“In the beginning, God created…”
These are the first five words that open the Bible. The Bible never attempts to prove God’s existence; rather, it asserts that God has made Himself known to all men “in the things that have been made” and in our conscience (cf. Romans 1:16-25; Psalm 19:1-6). It is the Bible that tells us what God is like. This is important because although the “heavens declare” His glory (Psalm 19), the information gathered from nature is general and somewhat vague. It tells us that God exists, and some about what He is like but it doesn’t tell us how to be saved or to relate to Him. The Bible is God’s self-revelation, and it teaches us how to know Him.
For instance, in the first five words of the Bible, we learn that God existed before “the beginning.” He is eternally pre-existent. Before “the beginning,” God… IS. This is the meaning of God’s self-identification as the great “I Am” (Exodus 3:14). God is eternal in that He transcends the “chronos” of time. Before (and outside of) time, God… IS (Psalm 90:1-4; Psalm 93:102).
The first five words of the Bible also inform us that “God created.” Since He is before “the beginning,” we must necessarily believe that all things created were created out of nothing (cf. John 1:1-3; Colossians 1:16-17). He is the source of all things created. In a world of causes and effects, God is the chief cause of all effects. “All things were made through him, and without him was not any thing made that was made (John 1:3).”
God is not merely some idea or ideal, some power or purposeful tendency to which the name of God may be applied. God is a self-existent, self-conscious, personal Being, who is the origin of all things and which transcends the entire creation but is at the same time immanent in every part of it.

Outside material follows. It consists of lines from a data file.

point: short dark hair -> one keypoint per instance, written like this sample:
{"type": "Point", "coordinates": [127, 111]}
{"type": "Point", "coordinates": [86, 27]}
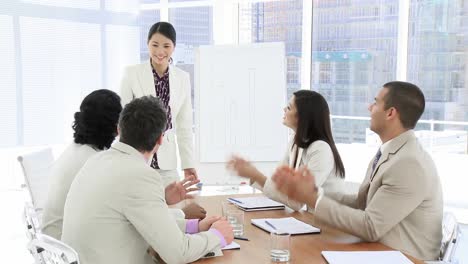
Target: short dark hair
{"type": "Point", "coordinates": [96, 122]}
{"type": "Point", "coordinates": [314, 124]}
{"type": "Point", "coordinates": [142, 122]}
{"type": "Point", "coordinates": [408, 100]}
{"type": "Point", "coordinates": [164, 28]}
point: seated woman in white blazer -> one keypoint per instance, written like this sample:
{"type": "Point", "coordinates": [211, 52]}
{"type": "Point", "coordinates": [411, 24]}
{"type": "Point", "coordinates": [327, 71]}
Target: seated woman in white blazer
{"type": "Point", "coordinates": [95, 127]}
{"type": "Point", "coordinates": [308, 115]}
{"type": "Point", "coordinates": [172, 86]}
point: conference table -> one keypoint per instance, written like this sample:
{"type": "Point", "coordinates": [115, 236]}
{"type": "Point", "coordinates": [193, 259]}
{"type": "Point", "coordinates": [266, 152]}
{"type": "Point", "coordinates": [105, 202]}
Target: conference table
{"type": "Point", "coordinates": [304, 248]}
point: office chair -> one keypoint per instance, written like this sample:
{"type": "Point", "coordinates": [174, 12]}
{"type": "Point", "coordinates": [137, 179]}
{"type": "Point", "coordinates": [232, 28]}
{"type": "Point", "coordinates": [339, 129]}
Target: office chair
{"type": "Point", "coordinates": [450, 232]}
{"type": "Point", "coordinates": [30, 221]}
{"type": "Point", "coordinates": [53, 251]}
{"type": "Point", "coordinates": [36, 170]}
{"type": "Point", "coordinates": [31, 224]}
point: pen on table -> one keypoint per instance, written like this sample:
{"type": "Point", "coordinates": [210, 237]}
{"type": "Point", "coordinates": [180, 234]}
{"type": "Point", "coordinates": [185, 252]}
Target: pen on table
{"type": "Point", "coordinates": [235, 200]}
{"type": "Point", "coordinates": [270, 224]}
{"type": "Point", "coordinates": [210, 254]}
{"type": "Point", "coordinates": [241, 238]}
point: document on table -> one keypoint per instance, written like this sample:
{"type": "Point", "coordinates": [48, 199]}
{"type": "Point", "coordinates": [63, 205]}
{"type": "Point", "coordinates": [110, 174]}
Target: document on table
{"type": "Point", "coordinates": [288, 224]}
{"type": "Point", "coordinates": [233, 245]}
{"type": "Point", "coordinates": [365, 257]}
{"type": "Point", "coordinates": [219, 252]}
{"type": "Point", "coordinates": [256, 203]}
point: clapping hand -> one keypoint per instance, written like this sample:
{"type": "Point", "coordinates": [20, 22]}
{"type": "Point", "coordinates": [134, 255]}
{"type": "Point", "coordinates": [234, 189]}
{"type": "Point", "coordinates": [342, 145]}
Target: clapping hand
{"type": "Point", "coordinates": [178, 191]}
{"type": "Point", "coordinates": [298, 185]}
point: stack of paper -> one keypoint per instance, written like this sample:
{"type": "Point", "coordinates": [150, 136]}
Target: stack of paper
{"type": "Point", "coordinates": [233, 245]}
{"type": "Point", "coordinates": [365, 257]}
{"type": "Point", "coordinates": [289, 225]}
{"type": "Point", "coordinates": [256, 203]}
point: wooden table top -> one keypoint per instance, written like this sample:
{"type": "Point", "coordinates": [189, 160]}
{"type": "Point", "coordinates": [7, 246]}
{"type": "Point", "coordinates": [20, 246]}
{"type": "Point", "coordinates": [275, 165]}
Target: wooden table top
{"type": "Point", "coordinates": [304, 248]}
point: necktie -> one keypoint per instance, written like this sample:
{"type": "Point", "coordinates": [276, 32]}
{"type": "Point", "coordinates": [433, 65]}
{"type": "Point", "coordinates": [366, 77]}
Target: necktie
{"type": "Point", "coordinates": [364, 189]}
{"type": "Point", "coordinates": [376, 160]}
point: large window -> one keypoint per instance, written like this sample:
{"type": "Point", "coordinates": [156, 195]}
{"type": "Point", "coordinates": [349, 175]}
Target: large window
{"type": "Point", "coordinates": [276, 21]}
{"type": "Point", "coordinates": [354, 50]}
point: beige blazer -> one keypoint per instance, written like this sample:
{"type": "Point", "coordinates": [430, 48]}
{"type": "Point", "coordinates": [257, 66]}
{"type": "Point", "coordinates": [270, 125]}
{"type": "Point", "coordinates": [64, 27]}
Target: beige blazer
{"type": "Point", "coordinates": [138, 81]}
{"type": "Point", "coordinates": [116, 208]}
{"type": "Point", "coordinates": [64, 171]}
{"type": "Point", "coordinates": [318, 158]}
{"type": "Point", "coordinates": [400, 204]}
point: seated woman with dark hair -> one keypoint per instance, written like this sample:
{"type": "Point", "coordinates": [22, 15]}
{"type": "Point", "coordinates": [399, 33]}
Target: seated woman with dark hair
{"type": "Point", "coordinates": [95, 129]}
{"type": "Point", "coordinates": [308, 115]}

God is not merely some idea or ideal, some power or purposeful tendency to which the name of God may be applied. God is a self-existent, self-conscious, personal Being, who is the origin of all things and which transcends the entire creation but is at the same time immanent in every part of it.
Because of this, there are at least three things to consider. First, of His own volition, God created so that His creation might know Him and enjoy the glory and the blessings of who He is (Genesis 1:31). He created for the good of His creation. Second, He transcends all of creation. As the Creator, He stands outside of creation, interacting with it but remaining distinct from it. There is a natural Creator-creature distinction (Psalm 100:3; Acts 14:15; 17:24-25; Isaiah 46:5,9). Third, because He is God the Creator, all creation is subject to His command and will. He has absolute authority over all creation, and as creatures, we are accountable to our Creator (Hebrews 9:27). Man, the creature, is granted limited autonomy within the parameters of His sovereign Creator. Nothing in creation exists independently from its creator, not even mankind.

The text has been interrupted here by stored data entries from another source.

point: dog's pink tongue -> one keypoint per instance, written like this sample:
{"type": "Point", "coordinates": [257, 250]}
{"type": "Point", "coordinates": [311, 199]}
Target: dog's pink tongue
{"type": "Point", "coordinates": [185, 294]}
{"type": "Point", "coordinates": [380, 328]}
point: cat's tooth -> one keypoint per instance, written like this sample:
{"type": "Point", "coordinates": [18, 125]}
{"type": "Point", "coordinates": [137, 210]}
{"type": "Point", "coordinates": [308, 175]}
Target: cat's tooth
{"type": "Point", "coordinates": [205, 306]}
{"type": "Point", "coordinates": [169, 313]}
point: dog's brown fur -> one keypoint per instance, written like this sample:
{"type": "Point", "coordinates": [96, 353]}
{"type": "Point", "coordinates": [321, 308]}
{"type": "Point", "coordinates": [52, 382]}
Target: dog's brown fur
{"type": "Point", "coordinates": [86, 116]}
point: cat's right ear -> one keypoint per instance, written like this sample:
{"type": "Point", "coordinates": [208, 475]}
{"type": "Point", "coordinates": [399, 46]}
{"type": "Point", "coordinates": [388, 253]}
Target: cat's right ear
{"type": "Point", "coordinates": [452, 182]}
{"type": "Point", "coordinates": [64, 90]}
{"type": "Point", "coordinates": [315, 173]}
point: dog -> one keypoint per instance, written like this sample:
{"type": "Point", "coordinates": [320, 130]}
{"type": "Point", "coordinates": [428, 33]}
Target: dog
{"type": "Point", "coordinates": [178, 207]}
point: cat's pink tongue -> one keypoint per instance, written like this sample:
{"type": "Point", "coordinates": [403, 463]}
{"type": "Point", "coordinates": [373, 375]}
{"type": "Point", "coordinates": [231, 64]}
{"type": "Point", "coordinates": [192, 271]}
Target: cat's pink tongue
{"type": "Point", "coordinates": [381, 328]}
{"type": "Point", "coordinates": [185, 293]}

In the next few posts, we will explore the fundamentals of the gospel, or “good news.” Because it is the “power of God for salvation” (Romans 1:16), there is nothing more important to consider at the first of the year than this. We begin this primer on the gospel by answering the first of four questions, “Who made us, and to whom are we accountable?” The answer is, “God created us, and it is to Him we are accountable.”